¿Estamos destinados a fracasar como emprendedores?

El creciente aumento de profesionales creativos que incursionan en el emprendedurismo despierta dudas y alarma.

Marco Rinaldi, autor AutorMarco Rinaldi Seguidores: 74

Cristian Petit De Murat, editor EdiciónCristian Petit De Murat Seguidores: 20

Ilustración principal del artículo ¿Estamos destinados a fracasar como emprendedores?

Emprender no es una tarea sencilla, pero los profesionales creativos de pronto decidimos hacerlo. ¿Estamos preparados para ser emprendedores?, ¿tenemos las habilidades necesarias, o al estar formados con herramientas para la innovación y la creatividad pecamos de incautos a la hora de emprender?

¿Por qué los creativos decidimos emprender?

La respuesta es más sencilla y obvia de lo que parece: pocas oportunidades laborales, malos sueldos y una profesión con pocos escalafones dentro de las empresas.

Según un estudio realizado en México en 2013 por la revista a! diseño,1 un diseñador gráfico de nivel júnior (de 1 a 5 años de experiencia) gana entre 510 y 680 dólares al mes. En comparación, en un estudio realizado por Grupo Universo Laboral,2 en México un ingeniero recién graduado puede ganar entre 680 y 1230 dólares.

¿Pero por qué sucede esto? Como todos saben la mayoría de los países latinoamericanos sustenta su economía en las industrias primarias (petróleo, minería y agricultura) o en empresas maquiladoras, ensambladoras y fabricantes de cualquier tipo de productos. Es decir, empresas que no necesitan de un departamento de diseño o, si lo tienen, está en el país de origen de la empresa trasnacional (Europa, Asia y USA). Además, si recordamos bien, el diseño, especialmente el industrial, es una profesión de la post-guerra, pensada para una época histórica en la que la economía europea estaba hecha pedazos, la industria era casi inexistente y se necesitaban artesanos/proyectistas con la capacidad de resolver problemas con herramientas y procesos semi-industriales.
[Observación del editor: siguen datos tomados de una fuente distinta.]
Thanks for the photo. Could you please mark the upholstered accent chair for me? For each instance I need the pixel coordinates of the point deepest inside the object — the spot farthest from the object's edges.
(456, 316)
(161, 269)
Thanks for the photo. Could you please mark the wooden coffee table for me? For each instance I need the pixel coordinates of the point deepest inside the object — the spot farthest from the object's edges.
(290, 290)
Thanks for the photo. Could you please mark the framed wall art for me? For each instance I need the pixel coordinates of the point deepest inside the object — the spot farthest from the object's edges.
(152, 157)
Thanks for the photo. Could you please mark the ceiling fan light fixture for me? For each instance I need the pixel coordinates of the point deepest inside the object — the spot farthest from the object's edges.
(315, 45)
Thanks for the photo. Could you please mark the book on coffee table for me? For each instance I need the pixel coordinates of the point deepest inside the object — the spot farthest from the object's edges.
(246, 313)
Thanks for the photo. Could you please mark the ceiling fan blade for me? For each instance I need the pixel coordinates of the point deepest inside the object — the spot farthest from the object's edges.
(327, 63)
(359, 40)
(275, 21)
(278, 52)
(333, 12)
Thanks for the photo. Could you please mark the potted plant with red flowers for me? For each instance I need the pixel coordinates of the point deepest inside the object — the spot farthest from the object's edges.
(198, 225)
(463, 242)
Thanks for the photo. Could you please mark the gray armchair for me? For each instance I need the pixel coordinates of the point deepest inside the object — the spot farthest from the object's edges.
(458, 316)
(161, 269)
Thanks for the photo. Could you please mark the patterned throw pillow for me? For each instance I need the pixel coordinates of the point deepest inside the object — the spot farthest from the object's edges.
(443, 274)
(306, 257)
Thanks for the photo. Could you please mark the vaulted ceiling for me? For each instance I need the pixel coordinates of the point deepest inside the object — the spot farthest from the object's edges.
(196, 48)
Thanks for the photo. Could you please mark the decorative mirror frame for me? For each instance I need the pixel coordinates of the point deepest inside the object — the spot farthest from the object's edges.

Sin embargo, en la actualidad la economía mundial se está moviendo al desarrollo de servicios y demás intangibles. En el resto del mundo los diseñadores se están adaptando, pero en Latinoamérica seguimos formando profesionales para un mundo semi-industrializado que ya no existe y sin un mercado laboral. Por eso comenzamos a ver un crecimiento en la actividad de emprendedores con formación creativa (emprendedores de las «industrias creativas» como los denomina Fernando Del Vecchio).

¿Estamos realmente preparados para ser emprendedores?

Sin temor a equivocarme: no, la mayoría no lo estamos. Nuestra formación como creativos nos entrega una metodología centrada en el pensamiento divergente, una gran capacidad para observar nuestro entorno y detectar oportunidades. Pero esto no es suficiente; un emprendedor necesita por sobre todas las cosas «tolerancia a lo incierto», esa capacidad para lidiar con lo desconocido, administrar lo intangible, saber solucionar problemas en situaciones de crisis y con recursos limitados.

Debemos entender que cuando emprendemos proyectos o negocios creativos, el diseño no es suficiente como valor agregado o diferenciador respecto a la competencia. Si diseñamos zapatos, nuestros zapatos no compiten con los otros «zapatos con diseño», sino con todos los otros zapatos del mercado. Esto no sólo implica el desarrollo del producto, sino el precio, la conveniencia, los puntos de venta donde se encuentra y la eficacia de comunicación de la marca para trasmitir su valor agregado a los consumidores.

El éxito de nuestros productos o servicios no recae en la innovación o en la propuesta de valor que ofrecen, sino en la capacidad que tienen nuestros consumidores para percibirlas. Esto nos lleva a un concepto muy interesante presentado por E. M.Rogers en su ensayo «Theory of Innovation»,3 introducido como Relative Advantage (Ventaja Relativa): «Es el grado en el cual la innovación es percibida por encima del concepto inicial que la precede». Es decir la capacidad que tienen los consumidores para percibir la innovación en un producto, sin importar la innovación objetiva del mismo (aspectos técnicos, rendimiento, precio).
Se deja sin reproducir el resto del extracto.